In December 1992, Pat Ralston, then Director IDNR, said in response to a request from Jones and Henry Engineering:

"The proposed project will take place at or near the Fawn River which constitutes a significant natural area... with relatively high natural values. The Natural Heritage Program's data indicates that several state listed plant species occur along the river, downstream of the state fish hatchery. Additional unrecorded state listed plant or animal species (or both) likely occur due to the high quality of the area's habitat."

[Note 5] Letter from Pat Ralston (Signed by Gary Doxtater, Deputy Director) December 171992 to Scott B. Sibley, Jones and Henry Engineers Inc. Toledo Ohio.

D. Results of the Release of 18 May 1998.

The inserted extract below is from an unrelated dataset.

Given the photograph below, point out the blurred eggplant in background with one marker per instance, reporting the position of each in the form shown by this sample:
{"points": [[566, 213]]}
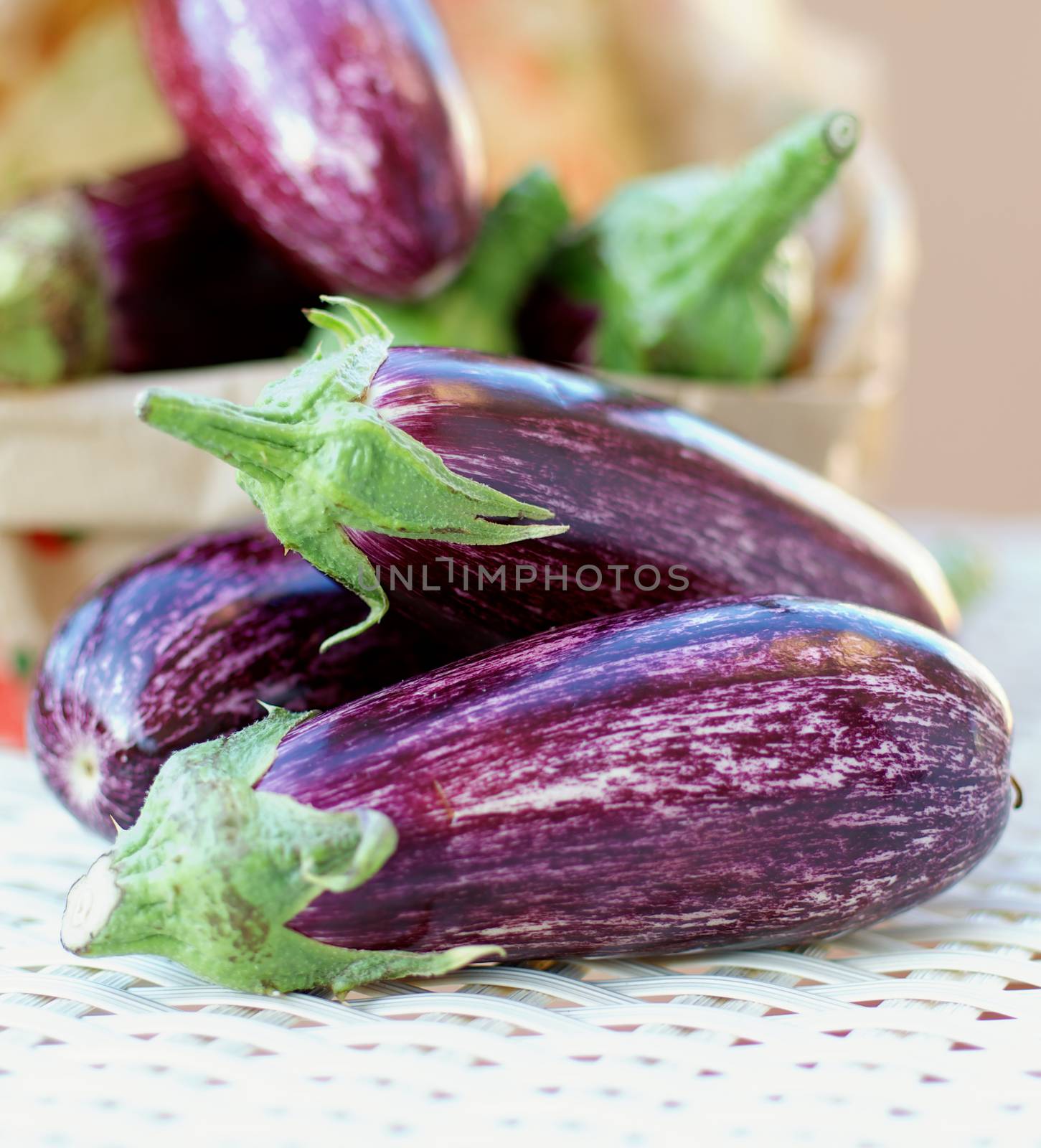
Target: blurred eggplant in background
{"points": [[182, 648], [339, 129], [143, 273], [694, 273]]}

The sudden release of reservoir bottom sediment (mud) from the IDNR dam at Orland caused the clear water to become densely filled with this mud. The reservoir bottom sediment filled the gills of fishes and caused them to die. The same slug of mud settled on the bottom, covered logs and rocks. The dense material in the water clogged the gills of invertebrates and killed most of them. Many were either filter feeders or algae grazers. Those that survived the initial slug of sediment-filled water either choked to death or were unable to find food under the thick deposits of reservoir bottom sediment.

Some organisms did survive because they are in areas washed by sufficient current to carry away the burden of mud. Others are mobile enough to retreat into side areas out of the sediment flow, and return later. However much of the material remains covering the bottom, and submerged cover. This layer effectively removes over half of the benthic habitat in this stretch of the Fawn River .

Aesthetic and recreational uses are similarly, adversely affected. Wading or swimming is unpleasant and stirs up large clouds of mud. The bottom is uniformly discolored and covered with masses of slimy algae. Large reefs of deposited mud are evident throughout. This once esteemed stretch of river is aesthetically displeasing and ecologically crippled.

Recovery and Restoration of the Fawn River

Recovery of the system has been slow. The deposits of anoxic mud continue to inhibit the passage of oxygen into the gravel substrate where it is necessary for bottom-dwelling animals and plants. The reservoir bottom sediment also serves as a blanket depriving these organisms of light and food. Because there are few healthy plants in the water there are few herbivores and thus few carnivores. The food chain has been destroyed and has not been able to recover significantly because of the pervasiveness of the reservoir bottom sediment.

Restoration of the Fawn River between Greenfield and Orland will require removal of the reservoir bottom sediment throughout the system. Removal should include the cleaning of the sand and gravel bars that are embedded with anoxic fine sediment. Rocks and woody material in open flow areas should be cleaned without unnecessary disturbance of the surfaces. Invertebrate populations must be allowed and encouraged to recolonize through drift with the introduction, if necessary, of additional clean substrate. After these species have repopulated, the Fawn River may require artificial restocking to supplement natural immigration and reproduction of fishes.

The process will require care to avoid unnecessary destruction of bank and riparian vegetation. Necessary destruction will require a plan to reestablish the destroyed areas. The reconstructed river should be designed to resemble its pre-impact appearance, in so much as natural events will allow.

This restoration will require, a minimum of ten years of monitoring and adaptive management. Regular reports of the condition of the channel morphology, invertebrate and fish populations and stream bank condition should dictate management activities. The dam and other water flow controls in the system must be managed so as not to not to stress the restoration process.